Dissected parts such as the skin, organs, and gonads generally showed similar or lower 137 Cs activity than that observed in the muscle. However, in catfish, the gills showed 137 Cs activity at an approximately two-fold higher level than
that observed in the muscle, which could be due to the efficient absorption of 137 Cs during respiration( Fig. 3).
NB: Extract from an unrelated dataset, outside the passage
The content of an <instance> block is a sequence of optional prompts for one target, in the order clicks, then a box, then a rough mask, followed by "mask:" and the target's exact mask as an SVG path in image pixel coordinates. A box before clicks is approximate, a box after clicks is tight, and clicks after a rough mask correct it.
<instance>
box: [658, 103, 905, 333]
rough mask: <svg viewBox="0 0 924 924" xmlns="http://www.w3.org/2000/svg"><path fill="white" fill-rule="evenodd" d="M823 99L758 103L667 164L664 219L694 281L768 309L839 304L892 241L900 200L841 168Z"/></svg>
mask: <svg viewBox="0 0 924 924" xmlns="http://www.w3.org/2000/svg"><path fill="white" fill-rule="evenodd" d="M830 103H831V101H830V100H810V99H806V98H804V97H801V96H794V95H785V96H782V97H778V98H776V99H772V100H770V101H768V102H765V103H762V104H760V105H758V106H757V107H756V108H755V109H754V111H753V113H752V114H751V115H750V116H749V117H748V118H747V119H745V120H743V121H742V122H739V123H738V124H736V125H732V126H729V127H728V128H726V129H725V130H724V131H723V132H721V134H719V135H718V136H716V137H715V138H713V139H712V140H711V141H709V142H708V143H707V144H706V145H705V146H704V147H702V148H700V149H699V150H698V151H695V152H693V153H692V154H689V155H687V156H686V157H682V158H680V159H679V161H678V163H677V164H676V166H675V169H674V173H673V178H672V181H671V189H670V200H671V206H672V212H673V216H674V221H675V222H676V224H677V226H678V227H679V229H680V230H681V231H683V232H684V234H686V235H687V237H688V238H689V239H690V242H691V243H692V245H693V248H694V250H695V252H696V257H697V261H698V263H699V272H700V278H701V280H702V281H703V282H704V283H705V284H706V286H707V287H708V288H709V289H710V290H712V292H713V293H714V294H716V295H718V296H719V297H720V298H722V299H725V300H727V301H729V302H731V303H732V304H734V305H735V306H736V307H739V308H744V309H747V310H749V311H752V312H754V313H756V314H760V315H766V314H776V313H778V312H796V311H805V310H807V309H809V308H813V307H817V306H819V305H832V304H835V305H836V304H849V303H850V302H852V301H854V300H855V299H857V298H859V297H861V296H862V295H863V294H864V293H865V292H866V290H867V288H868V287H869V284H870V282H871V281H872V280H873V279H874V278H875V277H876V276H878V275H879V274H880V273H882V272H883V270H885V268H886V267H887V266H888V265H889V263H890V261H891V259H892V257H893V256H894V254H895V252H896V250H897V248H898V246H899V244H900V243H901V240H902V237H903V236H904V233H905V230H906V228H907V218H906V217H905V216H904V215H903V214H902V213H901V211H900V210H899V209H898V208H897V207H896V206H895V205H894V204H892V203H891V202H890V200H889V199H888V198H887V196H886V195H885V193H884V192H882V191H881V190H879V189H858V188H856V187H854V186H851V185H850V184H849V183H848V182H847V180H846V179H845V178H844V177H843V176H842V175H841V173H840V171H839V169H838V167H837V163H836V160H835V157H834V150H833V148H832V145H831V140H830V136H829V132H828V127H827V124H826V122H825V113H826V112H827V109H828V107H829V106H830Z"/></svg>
These results indicated that 137 Cs within the body can vary depending on the organ analyzed. Therefore, assessing 137 Cs bioaccumulation based on muscle may not adequately reflect the overall distribution of the radionuclide across different tissues and species. The mechanisms underlying these variations may include factors such as metabolic rate, feeding behavior, and habitat preferences, which affect the exposure to and uptake of 137 Cs from seawater and grazing( Doi et al., 2012; Matsuda
et al., 2020; Okada et al., 2021). Further studies related to trophic levels are necessary to determine the 137 Cs accumulation in various fish species according to body length. Additionally, obtaining large amounts of data through continuous monitoring is necessary to clarify the biological accumulation of 137 Cs.
4.2 Concentration factors and annual effective dose rates of 137 Cs in Fishes
The calculated CFs in all species ranged from 28 to 166, with an average of 81 ± 36( Fig. 4). These results are similar to those observed for various marine products from the seas surrounding South Korea( 21 to 143; Kim et al., 2019).